Emulsion PCR: A method for bead-based amplification of a library. A single adapter-bound fragment is attached to the surface of a bead, and an oil emulsion containing necessary amplification reagents is formed around the bead/fragment component. Parallel amplification of millions of beads with millions of single strand fragments produces a sequencer-ready library.

Epigenetics: The study of phenotype and gene expression caused by DNA modifications besides modifications of the primary sequence itself, mainly cytosine-methylation and DNA-protein interactions.

EST: See "expressed sequence tag"

Expressed Sequence Tag (EST): A short sub-sequence of a transcribed cDNA sequence. They may be used to identify gene transcripts and are instrumental in gene discovery and gene sequence determination.

Fosmid: An f-factor cosmid, which is like a plasmid (circular DNA), but it is capable of containing much larger pieces of DNA, up to 50 kb compared to about 10 kb in a plasmid. Unlike plasmids, E.Coli can only ever consume (and therefore replicate) one fosmid, which yields a much lower copy number when cloning. Fosmids can therefore hold larger pieces of DNA than plasmids, but fewer of them.

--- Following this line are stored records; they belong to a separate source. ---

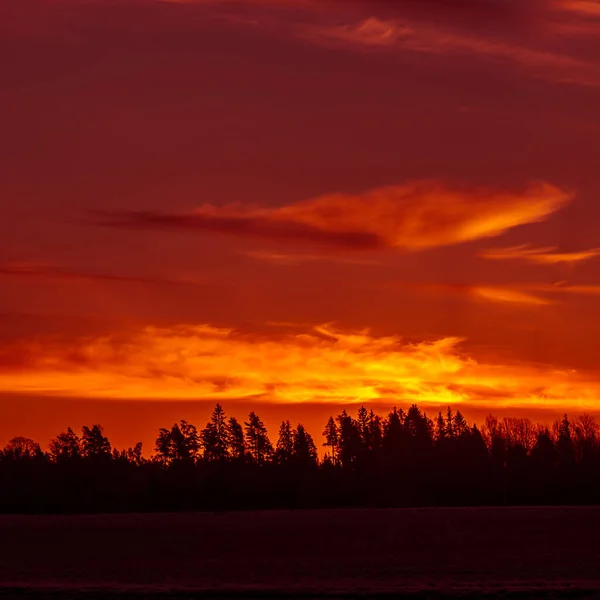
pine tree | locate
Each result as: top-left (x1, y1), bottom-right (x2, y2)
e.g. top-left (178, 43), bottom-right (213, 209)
top-left (227, 417), bottom-right (246, 460)
top-left (292, 424), bottom-right (317, 465)
top-left (244, 411), bottom-right (273, 465)
top-left (81, 425), bottom-right (112, 459)
top-left (453, 410), bottom-right (469, 438)
top-left (49, 427), bottom-right (81, 462)
top-left (200, 404), bottom-right (229, 461)
top-left (275, 421), bottom-right (296, 464)
top-left (323, 417), bottom-right (340, 464)
top-left (435, 411), bottom-right (446, 442)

GC-rich region: A region of the DNA sequence containing a high percentage of G's and C's, which often indicates a gene-rich region.

Genome: The entirety of an organism's hereditary information, including both the genes and non-coding sequence. The human genome consists of over 3 billion base pairs.

Genomics: The study of genes and their function, via mapping genes and sequencing DNA, with the aim of understanding the structure of the genome.

Haploid: Condition in which a cell or organism contains one set of homologous chromosomes and hence one copy of each gene or genetic locus.

Haplotype: A way of denoting the collective genotype of a number of closely linked loci on a chromosome.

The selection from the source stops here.